DHCP
What is DHCP?
DHCPA UDP-based protocol (RFC 2131, ports 67/68) that automatically assigns IP addresses and network configuration parameters to clients joining a network.
The Dynamic Host Configuration Protocol, specified in RFC 2131 for IPv4 and RFC 8415 for IPv6 (DHCPv6), automates IP address assignment and the distribution of network parameters such as subnet mask, default gateway, DNS servers, NTP servers, and PXE boot options. The classic exchange is DORA: Discover, Offer, Request, Acknowledge, carried over UDP ports 67 (server) and 68 (client). Because the original protocol has no authentication, hostile DHCP servers on a LAN can hand out attacker-controlled gateway or DNS values - a rogue DHCP attack. Mitigations include DHCP snooping on switches, port-security, IP source guard, dynamic ARP inspection, and 802.1X-based admission control.
● Examples
- 01
A laptop joining Wi-Fi receives 192.168.1.45/24, gateway 192.168.1.1, and DNS 1.1.1.1 from the access point.
- 02
An attacker connects a rogue DHCP server that points victims at a malicious DNS resolver.
● Frequently asked questions
What is DHCP?
A UDP-based protocol (RFC 2131, ports 67/68) that automatically assigns IP addresses and network configuration parameters to clients joining a network. It belongs to the Network Security category of cybersecurity.
What does DHCP mean?
A UDP-based protocol (RFC 2131, ports 67/68) that automatically assigns IP addresses and network configuration parameters to clients joining a network.
How does DHCP work?
The Dynamic Host Configuration Protocol, specified in RFC 2131 for IPv4 and RFC 8415 for IPv6 (DHCPv6), automates IP address assignment and the distribution of network parameters such as subnet mask, default gateway, DNS servers, NTP servers, and PXE boot options. The classic exchange is DORA: Discover, Offer, Request, Acknowledge, carried over UDP ports 67 (server) and 68 (client). Because the original protocol has no authentication, hostile DHCP servers on a LAN can hand out attacker-controlled gateway or DNS values - a rogue DHCP attack. Mitigations include DHCP snooping on switches, port-security, IP source guard, dynamic ARP inspection, and 802.1X-based admission control.
How do you defend against DHCP?
Defences for DHCP typically combine technical controls and operational practices, as detailed in the full definition above.

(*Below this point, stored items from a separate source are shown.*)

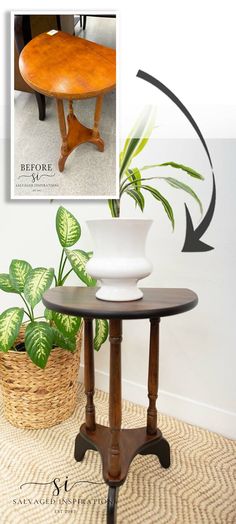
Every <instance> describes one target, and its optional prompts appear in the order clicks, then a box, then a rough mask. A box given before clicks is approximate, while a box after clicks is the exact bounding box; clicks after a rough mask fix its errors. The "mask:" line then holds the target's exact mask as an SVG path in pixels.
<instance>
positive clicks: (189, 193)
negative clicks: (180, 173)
mask: <svg viewBox="0 0 236 524" xmlns="http://www.w3.org/2000/svg"><path fill="white" fill-rule="evenodd" d="M160 178H161V179H162V180H165V181H166V182H167V183H168V184H169V185H170V186H172V187H174V188H175V189H181V190H182V191H185V192H186V193H188V194H189V195H191V196H192V197H193V198H194V199H195V200H196V202H197V203H198V205H199V207H200V211H201V213H202V212H203V209H202V203H201V200H200V199H199V198H198V196H197V194H196V193H195V191H193V189H192V188H191V187H190V186H188V185H187V184H183V182H179V180H176V179H175V178H171V177H160Z"/></svg>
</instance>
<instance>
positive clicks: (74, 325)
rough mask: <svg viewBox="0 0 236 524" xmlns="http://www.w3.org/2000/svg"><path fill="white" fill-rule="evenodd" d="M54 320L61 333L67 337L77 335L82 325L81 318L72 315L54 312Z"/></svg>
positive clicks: (57, 327)
mask: <svg viewBox="0 0 236 524" xmlns="http://www.w3.org/2000/svg"><path fill="white" fill-rule="evenodd" d="M53 320H54V322H55V324H56V327H57V328H58V329H59V331H61V333H62V334H63V335H64V336H65V337H69V338H71V337H73V336H75V335H76V334H77V332H78V331H79V328H80V324H81V318H80V317H73V316H72V315H64V314H63V313H57V312H56V311H53Z"/></svg>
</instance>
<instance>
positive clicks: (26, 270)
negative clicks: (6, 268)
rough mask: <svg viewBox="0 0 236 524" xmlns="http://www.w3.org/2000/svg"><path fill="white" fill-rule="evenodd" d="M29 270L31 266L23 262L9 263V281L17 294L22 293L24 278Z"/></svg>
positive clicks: (24, 283)
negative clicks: (16, 292)
mask: <svg viewBox="0 0 236 524" xmlns="http://www.w3.org/2000/svg"><path fill="white" fill-rule="evenodd" d="M31 269H32V267H31V265H30V264H29V263H28V262H26V261H25V260H17V259H14V260H12V261H11V264H10V268H9V276H10V281H11V284H12V286H13V287H14V288H15V289H16V290H17V291H18V293H22V292H23V291H24V287H25V282H26V278H27V275H28V273H29V271H30V270H31Z"/></svg>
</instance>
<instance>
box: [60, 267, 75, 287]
mask: <svg viewBox="0 0 236 524" xmlns="http://www.w3.org/2000/svg"><path fill="white" fill-rule="evenodd" d="M72 271H73V269H72V268H71V269H70V271H68V273H66V275H65V276H64V277H63V279H62V281H61V285H62V286H63V284H64V283H65V281H66V279H67V277H68V276H69V274H70V273H71V272H72Z"/></svg>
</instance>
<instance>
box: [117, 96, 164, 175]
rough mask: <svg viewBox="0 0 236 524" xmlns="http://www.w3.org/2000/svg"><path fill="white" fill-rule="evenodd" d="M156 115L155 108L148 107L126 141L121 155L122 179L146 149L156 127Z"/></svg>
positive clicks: (151, 106)
mask: <svg viewBox="0 0 236 524" xmlns="http://www.w3.org/2000/svg"><path fill="white" fill-rule="evenodd" d="M155 113H156V111H155V108H154V107H152V106H149V107H148V108H147V107H146V108H145V109H144V111H143V112H142V113H141V115H140V117H139V118H138V120H137V121H136V123H135V125H134V127H133V129H132V130H131V133H130V135H129V137H128V138H127V139H126V141H125V145H124V149H123V151H122V155H121V163H120V177H121V176H122V175H123V173H124V171H126V170H127V169H128V168H129V166H130V164H131V162H132V160H133V158H134V157H135V156H137V155H138V154H139V153H140V152H141V151H142V149H143V148H144V147H145V145H146V143H147V141H148V139H149V137H150V135H151V133H152V130H153V127H154V122H155Z"/></svg>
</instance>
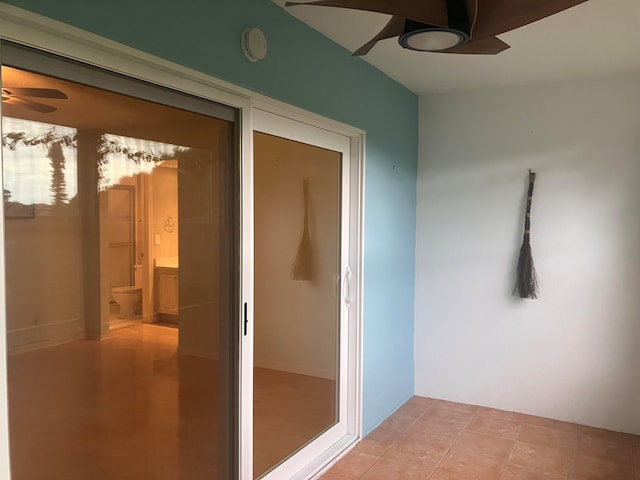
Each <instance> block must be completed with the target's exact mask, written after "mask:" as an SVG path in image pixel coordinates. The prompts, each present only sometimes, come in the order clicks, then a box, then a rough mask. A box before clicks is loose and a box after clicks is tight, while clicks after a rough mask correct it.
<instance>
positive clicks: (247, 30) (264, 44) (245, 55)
mask: <svg viewBox="0 0 640 480" xmlns="http://www.w3.org/2000/svg"><path fill="white" fill-rule="evenodd" d="M241 43H242V51H243V52H244V55H245V57H247V59H249V61H250V62H257V61H258V60H262V59H263V58H264V57H265V56H266V55H267V38H266V37H265V36H264V33H262V30H260V29H259V28H256V27H249V28H245V29H244V31H243V32H242V41H241Z"/></svg>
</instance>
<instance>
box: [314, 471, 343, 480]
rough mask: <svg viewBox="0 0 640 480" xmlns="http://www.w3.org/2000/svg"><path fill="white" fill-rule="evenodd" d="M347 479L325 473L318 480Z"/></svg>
mask: <svg viewBox="0 0 640 480" xmlns="http://www.w3.org/2000/svg"><path fill="white" fill-rule="evenodd" d="M346 478H347V477H341V476H339V475H334V474H333V473H325V474H324V475H323V476H321V477H320V480H345V479H346Z"/></svg>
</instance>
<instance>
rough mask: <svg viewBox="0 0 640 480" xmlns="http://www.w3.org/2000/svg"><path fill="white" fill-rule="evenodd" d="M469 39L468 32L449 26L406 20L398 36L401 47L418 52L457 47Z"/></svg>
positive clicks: (462, 43)
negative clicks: (406, 48) (465, 31)
mask: <svg viewBox="0 0 640 480" xmlns="http://www.w3.org/2000/svg"><path fill="white" fill-rule="evenodd" d="M468 41H469V34H467V33H466V32H464V31H462V30H458V29H456V28H451V27H436V26H433V25H426V24H424V23H419V22H414V21H412V20H407V25H406V27H405V33H404V34H403V35H400V37H398V43H399V44H400V45H401V46H402V48H407V49H409V50H416V51H419V52H439V51H442V50H448V49H450V48H455V47H459V46H460V45H464V44H465V43H467V42H468Z"/></svg>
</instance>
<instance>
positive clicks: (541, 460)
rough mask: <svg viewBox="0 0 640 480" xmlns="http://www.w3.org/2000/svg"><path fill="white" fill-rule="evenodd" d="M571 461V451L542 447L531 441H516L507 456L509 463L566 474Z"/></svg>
mask: <svg viewBox="0 0 640 480" xmlns="http://www.w3.org/2000/svg"><path fill="white" fill-rule="evenodd" d="M570 461H571V451H570V450H565V449H558V448H554V447H544V446H542V445H533V444H531V443H522V442H516V446H515V447H514V449H513V452H512V453H511V457H510V458H509V464H513V465H521V466H524V467H530V468H532V469H537V470H543V471H545V472H552V473H559V474H561V475H567V474H568V473H569V464H570Z"/></svg>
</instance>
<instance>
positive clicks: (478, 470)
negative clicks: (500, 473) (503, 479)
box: [437, 448, 502, 480]
mask: <svg viewBox="0 0 640 480" xmlns="http://www.w3.org/2000/svg"><path fill="white" fill-rule="evenodd" d="M501 468H502V462H501V461H499V460H496V459H494V458H489V457H485V456H483V455H475V454H473V453H467V452H464V451H461V450H456V449H455V448H454V449H452V450H451V451H450V452H449V454H448V455H447V456H446V457H445V459H444V460H443V461H442V463H441V464H440V466H439V467H438V469H437V472H438V473H441V474H445V475H451V476H453V477H460V478H461V479H464V480H497V479H499V478H500V471H501Z"/></svg>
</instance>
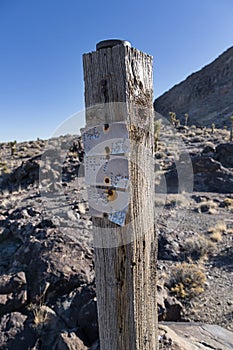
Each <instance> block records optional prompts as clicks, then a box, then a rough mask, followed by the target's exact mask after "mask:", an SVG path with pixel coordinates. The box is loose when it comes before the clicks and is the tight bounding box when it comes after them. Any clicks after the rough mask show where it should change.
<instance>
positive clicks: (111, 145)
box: [82, 122, 130, 226]
mask: <svg viewBox="0 0 233 350" xmlns="http://www.w3.org/2000/svg"><path fill="white" fill-rule="evenodd" d="M82 140H83V144H84V149H85V153H86V154H85V159H84V166H85V179H86V184H87V186H88V199H89V209H90V215H92V216H95V217H101V218H103V217H104V216H107V217H108V219H109V220H110V221H112V222H114V223H116V224H118V225H120V226H124V223H125V218H126V214H127V210H128V204H129V203H128V202H129V169H128V158H127V155H128V153H129V151H130V144H129V137H128V130H127V126H126V123H123V122H119V123H112V124H104V125H98V126H95V127H92V128H90V129H88V130H85V131H84V133H83V134H82Z"/></svg>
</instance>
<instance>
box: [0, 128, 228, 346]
mask: <svg viewBox="0 0 233 350" xmlns="http://www.w3.org/2000/svg"><path fill="white" fill-rule="evenodd" d="M181 140H182V143H180V141H181ZM178 141H179V142H178ZM232 146H233V144H232V143H229V132H228V131H227V130H218V129H215V130H214V131H213V130H212V129H209V128H197V127H192V128H191V127H190V128H189V127H187V128H185V127H178V128H177V129H173V128H170V127H169V126H168V125H162V126H161V130H160V141H159V143H158V145H157V152H156V159H155V169H156V192H155V207H156V211H155V215H156V222H157V231H158V241H159V249H158V259H159V260H158V287H157V288H158V314H159V320H160V321H161V322H162V323H161V324H160V329H159V332H160V333H159V340H160V349H161V350H162V349H168V350H169V349H170V350H187V349H209V348H218V349H222V350H223V349H224V350H225V349H231V345H229V344H232V343H233V336H232V331H233V299H232V287H233V275H232V268H233V250H232V240H233V221H232V212H233V150H232ZM83 155H84V152H83V148H82V144H81V142H80V139H79V138H78V137H72V136H64V137H60V138H57V139H51V140H49V141H44V140H37V141H31V142H23V143H19V144H17V143H16V144H14V143H1V144H0V173H1V174H0V274H1V279H0V348H1V349H2V350H74V349H76V350H87V349H92V350H94V349H95V350H97V349H99V344H98V319H97V309H96V295H95V275H94V262H93V248H92V236H91V228H92V221H91V218H90V216H89V215H88V201H87V193H86V187H85V183H84V173H83V165H82V161H83ZM187 157H188V158H187ZM187 162H188V163H189V164H190V165H191V169H193V176H194V192H193V191H192V190H190V191H189V192H187V193H185V192H184V191H181V192H180V193H177V192H179V182H180V179H184V178H182V177H181V178H180V177H179V175H180V173H181V174H182V173H183V172H184V168H182V165H184V164H187ZM177 169H178V171H177ZM185 174H186V175H187V173H185ZM185 178H186V177H185ZM164 182H166V183H167V188H165V191H164V187H163V183H164ZM181 189H182V187H181ZM163 322H166V324H165V325H164V323H163ZM167 322H181V323H180V326H179V328H178V329H176V328H175V326H174V325H172V324H170V325H169V323H167ZM182 322H185V325H190V326H192V324H193V322H195V324H196V322H198V324H199V323H200V324H202V323H205V324H212V325H213V327H212V328H211V327H209V328H208V326H204V325H200V328H199V331H196V330H195V329H192V332H195V337H194V336H193V337H192V340H191V339H189V337H188V336H187V334H191V328H190V330H189V331H187V330H185V329H184V328H185V326H184V325H183V326H182V324H183V323H182ZM214 325H218V326H221V327H224V328H220V327H219V328H218V327H217V326H214ZM216 327H217V328H216ZM224 330H225V331H224ZM216 332H218V336H217V335H216V334H217V333H216ZM182 334H183V337H184V338H185V339H182ZM203 337H204V338H203ZM231 339H232V341H231ZM192 341H193V344H194V345H192V344H191V342H192Z"/></svg>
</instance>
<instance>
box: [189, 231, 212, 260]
mask: <svg viewBox="0 0 233 350" xmlns="http://www.w3.org/2000/svg"><path fill="white" fill-rule="evenodd" d="M214 251H215V245H214V243H213V242H212V241H211V240H210V239H209V238H206V237H205V236H203V235H200V234H197V235H196V236H194V237H192V238H188V239H187V240H186V241H185V243H184V246H183V252H184V254H185V255H186V256H187V257H191V258H192V259H194V260H198V259H200V258H204V257H207V256H208V255H212V254H213V253H214Z"/></svg>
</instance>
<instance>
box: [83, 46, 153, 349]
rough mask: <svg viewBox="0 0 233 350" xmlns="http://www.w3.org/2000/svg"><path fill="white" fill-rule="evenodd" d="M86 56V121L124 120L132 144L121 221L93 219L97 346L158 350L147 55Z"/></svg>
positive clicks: (92, 125) (122, 54)
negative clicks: (97, 314) (128, 178)
mask: <svg viewBox="0 0 233 350" xmlns="http://www.w3.org/2000/svg"><path fill="white" fill-rule="evenodd" d="M83 63H84V80H85V104H86V124H87V127H90V126H94V125H100V124H103V123H109V124H110V123H112V122H116V121H126V122H127V127H128V130H129V137H130V143H131V146H132V151H131V153H130V159H129V180H130V205H129V212H128V216H127V219H126V225H125V226H124V227H119V226H117V225H115V224H113V223H111V222H110V221H109V220H108V219H106V218H103V219H102V218H93V226H94V228H93V231H94V245H95V271H96V285H97V305H98V317H99V331H100V344H101V350H109V349H112V350H126V349H127V350H156V349H158V344H157V343H158V335H157V311H156V310H157V306H156V250H157V243H156V237H155V229H154V206H153V193H154V190H153V188H154V187H153V186H154V179H153V174H154V171H153V161H152V160H153V147H154V139H153V137H154V130H153V129H154V124H153V121H154V117H153V115H154V114H153V101H152V99H153V88H152V58H151V56H149V55H147V54H144V53H142V52H140V51H138V50H136V49H134V48H129V47H125V46H120V45H118V46H115V47H112V48H106V49H101V50H99V51H96V52H92V53H89V54H85V55H84V56H83ZM108 247H110V248H108Z"/></svg>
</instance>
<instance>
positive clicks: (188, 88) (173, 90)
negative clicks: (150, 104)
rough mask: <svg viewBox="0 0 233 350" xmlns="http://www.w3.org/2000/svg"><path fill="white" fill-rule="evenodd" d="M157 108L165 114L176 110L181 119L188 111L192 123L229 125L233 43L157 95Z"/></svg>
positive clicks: (177, 113) (232, 60)
mask: <svg viewBox="0 0 233 350" xmlns="http://www.w3.org/2000/svg"><path fill="white" fill-rule="evenodd" d="M154 108H155V110H156V111H157V112H159V113H161V114H162V115H164V116H165V117H167V116H168V113H169V112H170V111H172V112H175V113H176V115H177V116H178V119H180V120H181V122H183V120H184V114H185V113H188V115H189V121H188V123H189V125H192V124H195V125H205V126H211V124H212V123H214V124H215V125H216V126H217V127H223V126H225V125H228V126H229V125H230V120H229V117H230V116H231V115H233V47H231V48H229V49H228V50H227V51H225V52H224V53H223V54H222V55H220V56H219V57H218V58H217V59H216V60H214V61H213V62H212V63H210V64H208V65H207V66H205V67H204V68H203V69H201V70H200V71H198V72H196V73H194V74H192V75H190V76H189V77H188V78H187V79H186V80H184V81H183V82H181V83H179V84H178V85H175V86H174V87H173V88H172V89H170V90H169V91H168V92H166V93H165V94H163V95H162V96H160V97H159V98H157V99H156V100H155V102H154Z"/></svg>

What are other names for DHCP?
Common alternative names include: Dynamic Host Configuration Protocol.
● Related terms
- network-security№ 553
IP Address
A numeric identifier assigned to a network interface for routing across IP networks: 32 bits in IPv4 (RFC 791) or 128 bits in IPv6 (RFC 8200).
- network-security№ 1113
Subnet
A contiguous range of IP addresses that share a common prefix, defining a single broadcast domain and routing boundary on a network.
- network-security№ 1188
UDP
A connectionless transport protocol (RFC 768) that delivers individual datagrams between ports with minimal overhead but no reliability or ordering guarantees.
- network-security№ 061
ARP
A link-layer protocol (RFC 826) that maps an IPv4 address to the MAC address of a host on the same broadcast domain so that frames can be delivered.
- network-security№ 1206
VLAN
A virtual LAN (IEEE 802.1Q) groups switch ports into separate broadcast domains by tagging Ethernet frames with a 12-bit VLAN ID.
- attacks№ 343
DNS Spoofing
An attack that injects falsified DNS responses to redirect victims from a legitimate domain to an attacker-controlled IP address.